I certainly don’t want to see the ‘Wal-Mart of weed’ becoming a reality. And I absolutely don’t want to see the tobacco industry supported by marijuana consumers, considering how horrible they have been with their business practices throughout the years. No company in the marijuana industry should be supported if they put profit in front of people’s health like the tobacco industry, or treat their employees like crap like Wal-Mart. With that being said, just because something is bigger doesn’t mean that it’s bad.
The example that I always offer up is the company Dr. Bronner’s. Dr. Bronner’s is a very large company, selling their products all over the world. Their business practices are excellent, and anyone that I have ever talked to that is tied to the company sounds like they are loving life in every way. The company does so many things to help the world that it’s almost impossible to list all of them, and the product that they sell is very earth conscience. It’s the only soap I use, and as someone who has sensitive skin, I can say first hand that their products are the best I’ve ever tried.
As I said in the title of this article, ‘big marijuana’ in itself does not scare me. ‘Big marijuana’ done the wrong way absolutely scares me. The marijuana industry has a chance to be different than any other industry out there. The marijuana industry can (and already is in a lot of ways) treat all people fairly, regardless of their gender, age, race, etc.. The marijuana industry can give back to the world in a very meaningful way. Successful marijuana companies can change minds that wouldn’t otherwise be changed, and bring a level of legitimacy to the marijuana movement that non-business pursuits can’t. It’s not the way I would want it, since I fight because it’s the right thing to do and not for money, but it is what it is for a lot of people that don’t care about their heartstrings being tugged.

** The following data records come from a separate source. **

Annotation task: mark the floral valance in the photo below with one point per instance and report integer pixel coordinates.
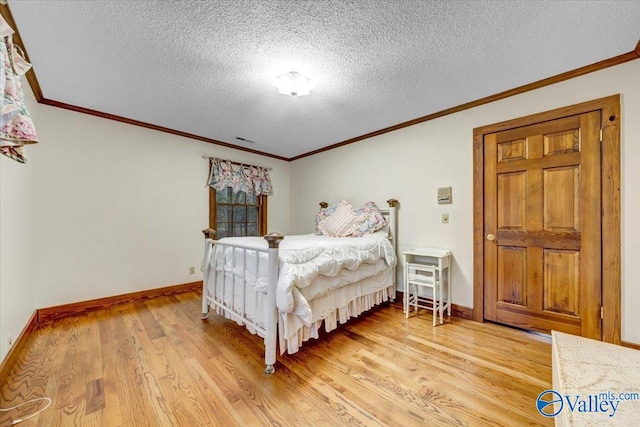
(240, 177)
(16, 127)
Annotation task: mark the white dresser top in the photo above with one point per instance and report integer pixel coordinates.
(428, 251)
(585, 368)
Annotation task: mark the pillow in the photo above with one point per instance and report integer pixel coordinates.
(341, 223)
(370, 220)
(323, 215)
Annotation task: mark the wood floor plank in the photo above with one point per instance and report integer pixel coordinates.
(156, 363)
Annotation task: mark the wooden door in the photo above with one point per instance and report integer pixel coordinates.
(542, 226)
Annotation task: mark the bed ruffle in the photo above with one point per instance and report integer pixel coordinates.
(355, 299)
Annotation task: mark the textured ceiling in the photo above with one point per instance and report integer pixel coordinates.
(206, 68)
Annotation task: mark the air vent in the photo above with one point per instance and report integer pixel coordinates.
(239, 138)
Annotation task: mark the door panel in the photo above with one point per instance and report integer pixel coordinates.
(542, 203)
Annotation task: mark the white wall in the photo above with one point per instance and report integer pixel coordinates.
(17, 290)
(119, 208)
(411, 163)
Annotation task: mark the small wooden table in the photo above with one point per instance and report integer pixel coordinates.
(432, 258)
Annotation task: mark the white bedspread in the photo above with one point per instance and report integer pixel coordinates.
(310, 266)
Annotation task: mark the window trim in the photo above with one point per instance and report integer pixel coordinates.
(262, 212)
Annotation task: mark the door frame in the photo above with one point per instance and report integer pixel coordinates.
(610, 194)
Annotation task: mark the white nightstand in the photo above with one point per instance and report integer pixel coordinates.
(427, 267)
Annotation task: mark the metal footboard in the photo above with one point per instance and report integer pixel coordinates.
(231, 295)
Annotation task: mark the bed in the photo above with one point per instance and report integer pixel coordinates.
(284, 288)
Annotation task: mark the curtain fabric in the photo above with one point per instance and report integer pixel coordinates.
(16, 126)
(247, 178)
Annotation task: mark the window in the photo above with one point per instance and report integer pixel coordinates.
(235, 214)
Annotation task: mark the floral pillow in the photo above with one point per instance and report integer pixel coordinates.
(370, 220)
(342, 222)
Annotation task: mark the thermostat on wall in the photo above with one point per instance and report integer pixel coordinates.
(444, 195)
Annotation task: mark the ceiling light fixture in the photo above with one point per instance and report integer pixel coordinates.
(293, 83)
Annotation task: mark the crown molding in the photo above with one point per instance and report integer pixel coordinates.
(37, 91)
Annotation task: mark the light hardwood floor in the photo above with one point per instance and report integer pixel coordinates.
(156, 363)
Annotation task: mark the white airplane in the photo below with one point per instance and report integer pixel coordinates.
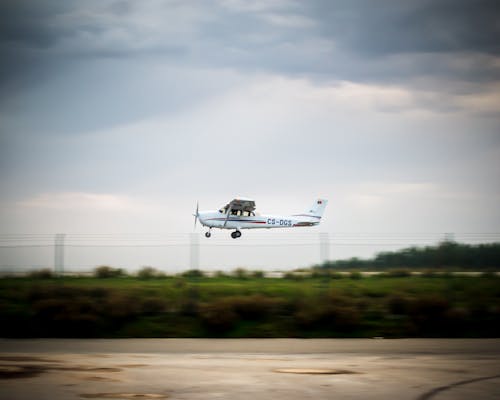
(240, 214)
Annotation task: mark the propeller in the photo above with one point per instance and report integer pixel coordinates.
(196, 215)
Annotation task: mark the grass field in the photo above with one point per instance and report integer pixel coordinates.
(331, 306)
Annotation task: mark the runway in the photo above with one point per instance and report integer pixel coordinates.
(288, 369)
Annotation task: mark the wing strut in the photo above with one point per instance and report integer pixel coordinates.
(229, 209)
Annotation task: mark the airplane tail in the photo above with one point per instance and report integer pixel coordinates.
(317, 209)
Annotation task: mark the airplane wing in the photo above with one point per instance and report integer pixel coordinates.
(241, 204)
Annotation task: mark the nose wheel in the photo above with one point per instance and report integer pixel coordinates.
(235, 234)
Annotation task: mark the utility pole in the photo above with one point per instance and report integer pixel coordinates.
(324, 247)
(195, 251)
(59, 254)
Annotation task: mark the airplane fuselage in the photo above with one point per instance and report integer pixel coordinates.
(216, 219)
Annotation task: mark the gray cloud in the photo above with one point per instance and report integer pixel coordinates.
(333, 40)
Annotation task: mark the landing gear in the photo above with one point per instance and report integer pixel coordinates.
(235, 234)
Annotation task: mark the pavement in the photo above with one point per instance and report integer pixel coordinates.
(287, 369)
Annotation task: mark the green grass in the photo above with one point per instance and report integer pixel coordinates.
(389, 306)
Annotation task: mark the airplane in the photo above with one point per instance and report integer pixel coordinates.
(240, 214)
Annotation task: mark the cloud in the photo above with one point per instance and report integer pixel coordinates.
(82, 202)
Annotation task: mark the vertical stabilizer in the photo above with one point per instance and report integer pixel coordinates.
(317, 208)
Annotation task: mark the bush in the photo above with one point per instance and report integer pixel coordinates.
(193, 273)
(397, 273)
(149, 273)
(218, 316)
(240, 273)
(108, 272)
(355, 275)
(257, 274)
(41, 274)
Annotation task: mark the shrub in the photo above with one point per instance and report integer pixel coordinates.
(108, 272)
(218, 316)
(397, 273)
(149, 273)
(258, 274)
(193, 273)
(41, 274)
(355, 275)
(240, 273)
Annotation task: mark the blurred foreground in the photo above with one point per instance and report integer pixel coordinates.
(250, 369)
(323, 305)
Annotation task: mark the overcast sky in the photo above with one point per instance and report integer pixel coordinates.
(117, 116)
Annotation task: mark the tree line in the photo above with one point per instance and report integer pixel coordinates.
(446, 255)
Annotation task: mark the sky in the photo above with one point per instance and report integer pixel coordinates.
(119, 116)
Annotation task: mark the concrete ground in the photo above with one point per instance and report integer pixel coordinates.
(288, 369)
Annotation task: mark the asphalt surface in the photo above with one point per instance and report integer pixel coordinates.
(288, 369)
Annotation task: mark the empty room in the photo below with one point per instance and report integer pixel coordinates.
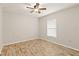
(39, 29)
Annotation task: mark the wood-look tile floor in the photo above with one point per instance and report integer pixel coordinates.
(37, 47)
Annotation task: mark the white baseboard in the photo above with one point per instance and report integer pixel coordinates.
(62, 45)
(27, 39)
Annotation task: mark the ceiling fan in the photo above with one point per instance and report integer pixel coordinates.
(36, 8)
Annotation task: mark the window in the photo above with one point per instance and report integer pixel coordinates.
(51, 27)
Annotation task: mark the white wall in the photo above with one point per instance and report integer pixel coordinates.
(67, 27)
(0, 27)
(18, 26)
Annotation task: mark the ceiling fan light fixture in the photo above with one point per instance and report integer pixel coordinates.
(36, 10)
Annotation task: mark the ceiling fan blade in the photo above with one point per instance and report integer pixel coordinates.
(32, 11)
(39, 12)
(37, 4)
(28, 4)
(42, 8)
(30, 7)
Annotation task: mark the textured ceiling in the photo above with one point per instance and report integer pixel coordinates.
(51, 8)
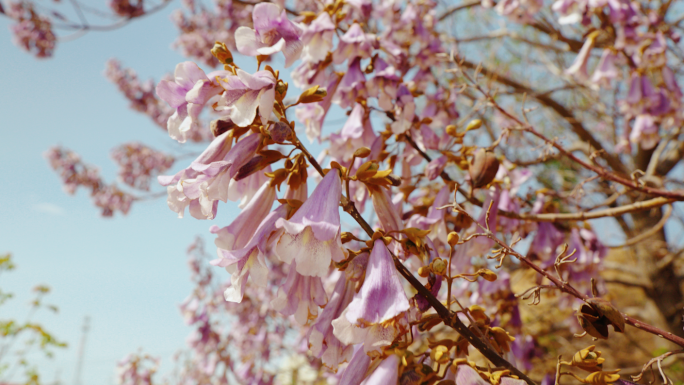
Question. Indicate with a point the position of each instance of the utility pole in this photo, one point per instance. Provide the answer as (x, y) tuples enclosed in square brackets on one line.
[(81, 349)]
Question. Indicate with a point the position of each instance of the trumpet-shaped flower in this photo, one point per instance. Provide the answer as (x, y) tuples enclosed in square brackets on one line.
[(244, 93), (322, 341), (188, 93), (382, 295), (250, 259), (354, 44), (312, 235), (317, 38), (300, 296), (272, 33), (206, 183)]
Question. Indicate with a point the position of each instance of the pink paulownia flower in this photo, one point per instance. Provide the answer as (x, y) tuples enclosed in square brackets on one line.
[(312, 235), (272, 33)]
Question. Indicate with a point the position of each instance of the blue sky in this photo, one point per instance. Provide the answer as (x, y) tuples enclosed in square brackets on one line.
[(127, 273)]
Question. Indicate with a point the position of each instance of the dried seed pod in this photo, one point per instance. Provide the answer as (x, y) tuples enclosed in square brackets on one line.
[(362, 152), (440, 354), (222, 53), (588, 359), (219, 126), (474, 124), (280, 132), (487, 275), (607, 310), (453, 238), (591, 322), (483, 168)]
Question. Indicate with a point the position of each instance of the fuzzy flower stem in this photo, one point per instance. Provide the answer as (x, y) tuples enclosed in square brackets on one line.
[(449, 318)]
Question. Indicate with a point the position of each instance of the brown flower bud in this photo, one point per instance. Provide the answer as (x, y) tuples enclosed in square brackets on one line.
[(219, 127), (362, 152), (280, 132), (453, 238), (222, 53), (439, 266), (312, 95), (487, 274), (440, 354), (483, 168), (347, 237), (474, 125), (611, 314), (588, 359)]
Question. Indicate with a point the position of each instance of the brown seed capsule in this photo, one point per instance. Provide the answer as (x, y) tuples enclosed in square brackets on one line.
[(280, 132), (453, 238), (222, 53), (362, 152), (483, 168), (219, 127), (611, 314), (347, 237), (474, 125)]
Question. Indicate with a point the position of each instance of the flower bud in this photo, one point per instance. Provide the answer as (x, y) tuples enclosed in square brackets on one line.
[(280, 132), (474, 125), (440, 354), (362, 152), (312, 95), (453, 238), (439, 266), (424, 271), (222, 53), (219, 126), (483, 168), (487, 274)]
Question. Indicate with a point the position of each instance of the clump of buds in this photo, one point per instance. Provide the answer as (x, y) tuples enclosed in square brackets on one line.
[(483, 168), (588, 359)]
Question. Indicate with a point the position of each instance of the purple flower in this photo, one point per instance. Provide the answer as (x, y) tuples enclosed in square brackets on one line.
[(645, 132), (579, 66), (313, 114), (208, 178), (352, 85), (354, 44), (244, 93), (379, 312), (188, 93), (382, 295), (404, 111), (356, 132), (436, 167), (606, 69), (300, 295), (317, 38), (312, 235), (241, 244), (384, 85), (322, 341), (272, 33), (356, 370)]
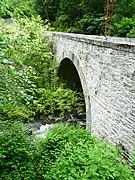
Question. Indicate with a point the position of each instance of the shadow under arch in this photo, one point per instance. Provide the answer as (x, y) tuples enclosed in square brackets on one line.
[(71, 72)]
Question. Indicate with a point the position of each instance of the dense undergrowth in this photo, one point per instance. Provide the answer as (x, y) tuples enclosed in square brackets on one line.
[(29, 89), (67, 153), (28, 78)]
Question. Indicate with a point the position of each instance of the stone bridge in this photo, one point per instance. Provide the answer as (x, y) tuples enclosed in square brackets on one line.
[(106, 70)]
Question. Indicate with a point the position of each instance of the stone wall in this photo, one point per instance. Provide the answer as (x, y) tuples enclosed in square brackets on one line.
[(107, 72)]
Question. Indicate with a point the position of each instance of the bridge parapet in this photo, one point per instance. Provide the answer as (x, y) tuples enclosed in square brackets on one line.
[(106, 68)]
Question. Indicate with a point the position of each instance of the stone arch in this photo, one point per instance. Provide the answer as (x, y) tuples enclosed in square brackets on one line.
[(70, 56)]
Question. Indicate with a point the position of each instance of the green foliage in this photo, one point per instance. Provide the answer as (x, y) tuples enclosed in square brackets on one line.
[(31, 80), (125, 28), (70, 152), (58, 102), (16, 8), (16, 153)]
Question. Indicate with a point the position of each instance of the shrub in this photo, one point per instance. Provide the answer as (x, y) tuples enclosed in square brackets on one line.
[(72, 153), (16, 7), (124, 27), (16, 153)]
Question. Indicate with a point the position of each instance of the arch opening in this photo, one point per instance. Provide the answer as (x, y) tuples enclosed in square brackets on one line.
[(69, 76)]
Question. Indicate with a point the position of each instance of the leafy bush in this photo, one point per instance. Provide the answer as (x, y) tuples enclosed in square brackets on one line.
[(124, 28), (16, 153), (58, 102), (72, 153), (31, 80), (16, 7)]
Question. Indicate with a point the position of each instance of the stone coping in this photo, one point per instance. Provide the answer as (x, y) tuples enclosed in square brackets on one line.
[(123, 44)]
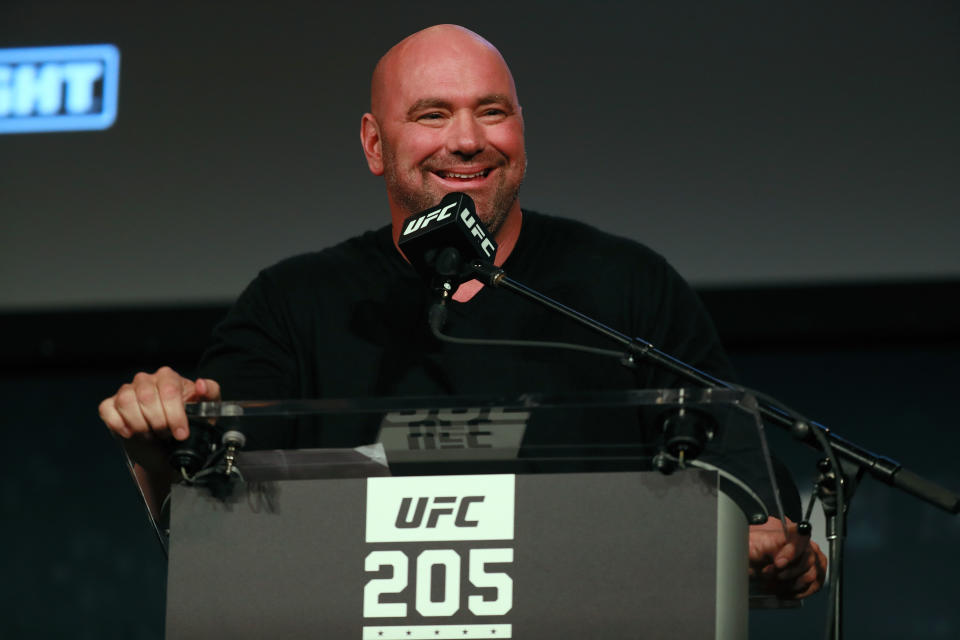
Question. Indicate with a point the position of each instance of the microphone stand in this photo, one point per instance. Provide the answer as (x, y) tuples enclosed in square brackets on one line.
[(833, 488)]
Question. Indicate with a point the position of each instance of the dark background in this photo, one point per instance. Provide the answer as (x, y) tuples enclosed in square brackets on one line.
[(797, 161)]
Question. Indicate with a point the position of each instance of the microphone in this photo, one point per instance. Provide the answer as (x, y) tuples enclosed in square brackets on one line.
[(442, 241)]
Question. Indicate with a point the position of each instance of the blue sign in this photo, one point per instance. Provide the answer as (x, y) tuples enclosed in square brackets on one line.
[(71, 88)]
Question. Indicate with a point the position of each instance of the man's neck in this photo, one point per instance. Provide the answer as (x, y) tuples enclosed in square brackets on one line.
[(506, 238)]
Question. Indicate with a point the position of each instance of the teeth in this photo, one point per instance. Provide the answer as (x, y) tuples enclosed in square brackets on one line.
[(465, 176)]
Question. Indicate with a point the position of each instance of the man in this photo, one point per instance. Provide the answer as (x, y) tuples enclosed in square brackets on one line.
[(348, 321)]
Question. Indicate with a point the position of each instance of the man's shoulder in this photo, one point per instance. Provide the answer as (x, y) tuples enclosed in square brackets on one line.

Marijuana entrepreneurs can practice social entrepreneurship, using their business success to give back to their local communities and worthwhile causes. Just like Dr. Bronner’s, these companies can reap the benefits of industry and commerce, and use that success to do amazing things to help the world. That is what I have always envisioned for this blog if/when it ever goes to the next level and becomes a strong business. Of course, if it doesn’t, I’ll still be here doing what I can to spread awareness and the message of activism, but I have always daydreamed about doing more if we ever obtained the resources to do it. You have to get it to give it as they say.
Again, ‘big marijuana’ in itself is not a bad thing. It all just depends on they type of ‘big marijuana’ that happens. If marijuana companies put profit above all else, than they are not better than any other big business that is hurting this country by not paying livable wages, getting around tax liabilities in anyway they can, and dragging down the local economy, all the while putting the hardworking little business owner out on the street. That would be very, very sad. However, if the opposite happened, and ‘big marijuana’ followed in the footsteps of companies like Dr. Bronner’s, truly amazing things could happen.
What do TWB readers think? Do you think that ‘big marijuana’ is always bad, no matter what, period? Or do you think that it’s possible to be a ‘big marijuana’ company and still maintain the core values that the marijuana reform community has always stood for? I look forward to reading your comments.